Trump administration trying to rehire USDA bird flu officials it fired

Madeline Halpert
BBC News
Getty Images A man holds a chicken while wearing a maskGetty Images
The latest outbreak of bird flu has wreaked havoc on poultry and cattle farms

US President Donald Trump's administration is attempting to rehire officials with the US Department of Agriculture (USDA) who worked on the government response to bird flu before being fired over the weekend, US media report.

The layoffs were a part of a cost-cutting mission across the US government by Trump and his Department of Government Efficiency (Doge) leader Elon Musk.

The terminations came as the latest outbreak of the bird flu has wreaked havoc on poultry and cattle farms, causing egg prices to skyrocket and raising concerns among public health experts.

A USDA spokesperson told the BBC that although "several" officials working on bird flu were "notified of their terminations" over the weekend, "we are working to swiftly rectify the situation and rescind those letters".

"USDA's Food Safety and Inspection Service frontline positions are considered public safety positions, and we are continuing to hire the workforce necessary to ensure the safety and adequate supply of food to fulfil our statutory mission," the spokesperson added.

Bird flu has circulated among American poultry flocks for years, but the virus found a new foothold in the US last year when it began to infect dairy cows.

Since then, dozens of humans in close contact with the animals have been infected as well, including a Louisiana patient who was the first to die from the virus in the US last month.

At the same time, the outbreak has worsened on poultry farms, forcing farmers to cull their chickens, leading to egg shortages and high prices.

Earlier this week, the US reached an agreement to buy 15,000 tonnes of liquid egg from Turkey to help plug the shortage, a Turkish trade official told the BBC.

Ibrahim Afyon, the president of the Egg Producers Central Union in Turkey, said the egg products would be sent to the US in two batches by the end of June.

Trump launched his mass cost-cutting programme in an effort to weed out what he sees as taxpayers' money being wasted. Polling suggests cutting government spending has widespread support.

But the USDA firings are not the first time the administration has attempted to rehire federal employees within days of laying them off.

After firing officials with the National Nuclear Security Administration last week, US media reported that the government was trying to reinstate some of those employees, but was struggling to get in contact with them.

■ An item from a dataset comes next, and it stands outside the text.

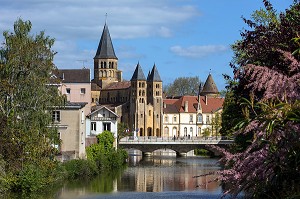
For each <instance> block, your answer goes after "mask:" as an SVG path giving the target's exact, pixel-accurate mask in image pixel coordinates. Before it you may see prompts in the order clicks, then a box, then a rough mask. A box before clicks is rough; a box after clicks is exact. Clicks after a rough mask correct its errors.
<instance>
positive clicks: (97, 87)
mask: <svg viewBox="0 0 300 199" xmlns="http://www.w3.org/2000/svg"><path fill="white" fill-rule="evenodd" d="M100 90H101V87H100V86H99V85H98V84H96V83H94V82H92V83H91V91H100Z"/></svg>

The layoffs were in addition to an estimated 75,000 workers who have accepted buyout offers from the White House to leave voluntarily.

Several Democratic states have filed lawsuits attempting to block some of these mass government layoffs as well as the newly formed Doge's access to sensitive data.

But in a victory for Trump and Musk, US District Judge Tanya Chutkan rejected one of these requests on Tuesday, arguing Democratic states had failed to link Trump's layoffs to "imminent harm" in their states.

Trump and Musk appeared on Fox News on Tuesday night to defend the mass cuts they are making across the government, with Musk claiming Doge is just trying to "restore the will of the people through the president".

"What we're finding is that there's an unelected bureaucracy," he said.